Zone 2 cardio deserves special attention here. This is steady-state aerobic work at an intensity where you can still hold a conversation, typically 60-70% of your max heart rate. It doesn't feel impressive, and it won't get you sore. But it is arguably the single most effective stimulus for mitochondrial biogenesis that exists. Three to four sessions per week of 30-45 minutes can meaningfully increase your mitochondrial density over the course of months, expanding the very engine capacity we discussed earlier.

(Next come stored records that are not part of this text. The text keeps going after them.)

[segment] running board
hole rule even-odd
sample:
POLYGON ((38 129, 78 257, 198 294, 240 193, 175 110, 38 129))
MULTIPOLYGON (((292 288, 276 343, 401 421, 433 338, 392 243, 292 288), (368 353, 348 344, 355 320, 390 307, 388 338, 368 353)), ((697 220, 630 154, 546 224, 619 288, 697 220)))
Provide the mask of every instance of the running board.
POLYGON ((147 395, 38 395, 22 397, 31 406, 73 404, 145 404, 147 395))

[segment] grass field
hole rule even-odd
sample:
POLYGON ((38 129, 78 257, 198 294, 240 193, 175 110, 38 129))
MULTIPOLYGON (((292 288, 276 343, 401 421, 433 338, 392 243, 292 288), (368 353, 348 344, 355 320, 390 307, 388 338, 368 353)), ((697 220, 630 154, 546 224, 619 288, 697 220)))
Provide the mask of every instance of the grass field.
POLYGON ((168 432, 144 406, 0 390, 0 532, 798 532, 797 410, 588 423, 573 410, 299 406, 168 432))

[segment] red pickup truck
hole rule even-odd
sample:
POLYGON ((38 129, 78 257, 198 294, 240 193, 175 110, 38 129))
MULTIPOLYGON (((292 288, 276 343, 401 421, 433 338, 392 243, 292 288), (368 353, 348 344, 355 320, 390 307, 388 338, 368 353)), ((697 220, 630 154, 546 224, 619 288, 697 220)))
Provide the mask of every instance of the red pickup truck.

Creatine also deserves a place in this conversation, though most people only think of it in terms of strength and power. Creatine's primary role is to rapidly resynthesise ATP, the energy currency your cells depend on. By keeping the phosphocreatine system topped off, creatine effectively extends how long your cells can sustain high-output work before fatiguing. It's one of the most studied and consistently effective compounds in sports science, and its benefits extend beyond the gym into cognitive function and cellular resilience.
The plateau you're experiencing isn't a sign that you've reached your genetic ceiling. It's a signal that something at the cellular level needs attention. Whether that means more zone 2 work, better recovery practices, creatine supplementation, or a deeper understanding of the metabolic pathways that govern your performance, the answers aren't found in training harder. They're found in training smarter, at the level where it actually matters.